2 January 2012 One Comment

So my boyfriend and I have been dating for about 3 to 4 weeks now and things are
great. But when it become to guy friends, he thinks I will cheat on him by
talking sexually to them. I tell him all the time I wouldn’t talk to them like
that because I only love him. Every time I say I don’t talk sexually to to guys,
he doesn’t believe me.. Now he’s mad at me because I told a guy to text me because
I needed to talk to him about something important. I don’t know what else to do.

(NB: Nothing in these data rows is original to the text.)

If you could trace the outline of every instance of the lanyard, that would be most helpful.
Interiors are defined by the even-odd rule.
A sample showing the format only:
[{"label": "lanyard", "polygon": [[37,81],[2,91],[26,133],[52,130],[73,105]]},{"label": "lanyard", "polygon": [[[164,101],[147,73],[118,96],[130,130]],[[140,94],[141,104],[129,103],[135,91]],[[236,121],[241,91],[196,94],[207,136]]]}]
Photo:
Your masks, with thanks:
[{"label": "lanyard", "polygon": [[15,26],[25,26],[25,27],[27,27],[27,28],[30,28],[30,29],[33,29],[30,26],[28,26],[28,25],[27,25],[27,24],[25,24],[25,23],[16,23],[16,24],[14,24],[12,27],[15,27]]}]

This is a great question. There isn’t a one cure for a jealous boyfriend; nonetheless, there are ways you are able to do certain things that will bring comfort to him, which will allow him to rethink some of his actions logically without incorporating negative emotions and filling up with jealousy. Now, relationship or no relationship, it’s still all a game and you have to know how to play it well. In general, I view life as a game and believe we have to know which move to make when in order to succeed. I don’t think there are winners and losers in life, because everyone has a different value system and when one feels a victory, it may be a no contest for the other person, but there are still fundamental ways to do or not do certain things in order to yield favorable outcomes. And dealing with a jealous person you must be careful to not pour fuel on the fire, but instead portray to them that there isn’t anything for them to worry about.

1 on 1

Reassurance can be built by telling him that he shouldn’t worry and that he is the only one you care about and that you would never cheat on him. He could be jealous for a number of reasons: he was hurt in the past; he has reasons to be suspicious; natural personality trait. And though it’s in him to change, it’s up to you to do all you can to not aggravate his jealousy but to comfort him. Saying small things like, “I love you” (if you sincerely do) or even looking him in the eyes and allowing him to feel the connection between the two of you will get him to not only see but also to FEEL that you’re not going to do anything to hurt him.

I’ll be Frank

I am sure that he cares a lot about you and that’s part of the reason why he is jealous. So though jealous in itself is bad, you yourself get the knowledge that he does care for you otherwise he wouldn’t be jealous. However, jealousy can sometimes go to far, and if you are feeling that his jealousy is so foolish that he is getting mad at you for completely obnoxious reasons then you must confront him on it. If he’s mad because you told another guy to text you, then tell him that it’s just ridiculous that he’s starting a big thing out of nothing, and that if you would have wanted to then you would have cheated on him. But you’re not that type of person and you’re dating him and no one else because you WANT to be with him. With confrontations you must be a little careful, however, because if you are too harsh on him then he himself may go and do something with someone else out of anger. So you must really feel the situation out and know how far you can take it.

Clockwork – Time Pays

The most important thing besides showing him that you care deeply for him is to grow together with time. Many men are jealous towards the beginning of a relationship just because they do not know everything about the girl, the are uncertain how they act or react to general arguments, and they are still unsure about the feeling they themselves are feeling (whether it is love, lust, or what). So with time, if all goes well, then he will feel closer to you and once there is a stronger bond, he will be able to trust you much more. It personally took me over half a year to trust my girlfriend and see the kind of person she really was, and that she wasn’t putting on an “act” when she was with me and being her true, “different” self when she’s with others. So trust is definitely the biggest factor here, and it can only be increased through time and truthfulness.

Let’s hear how other people deal with jealous partners. Please leave your comments below.

One Comment »

  • Sarah said:

    Yes it’s not easy to deal, but as long as your not doing anything you don’t need to be worry, just tell to him that, if you really love me then you should trust me.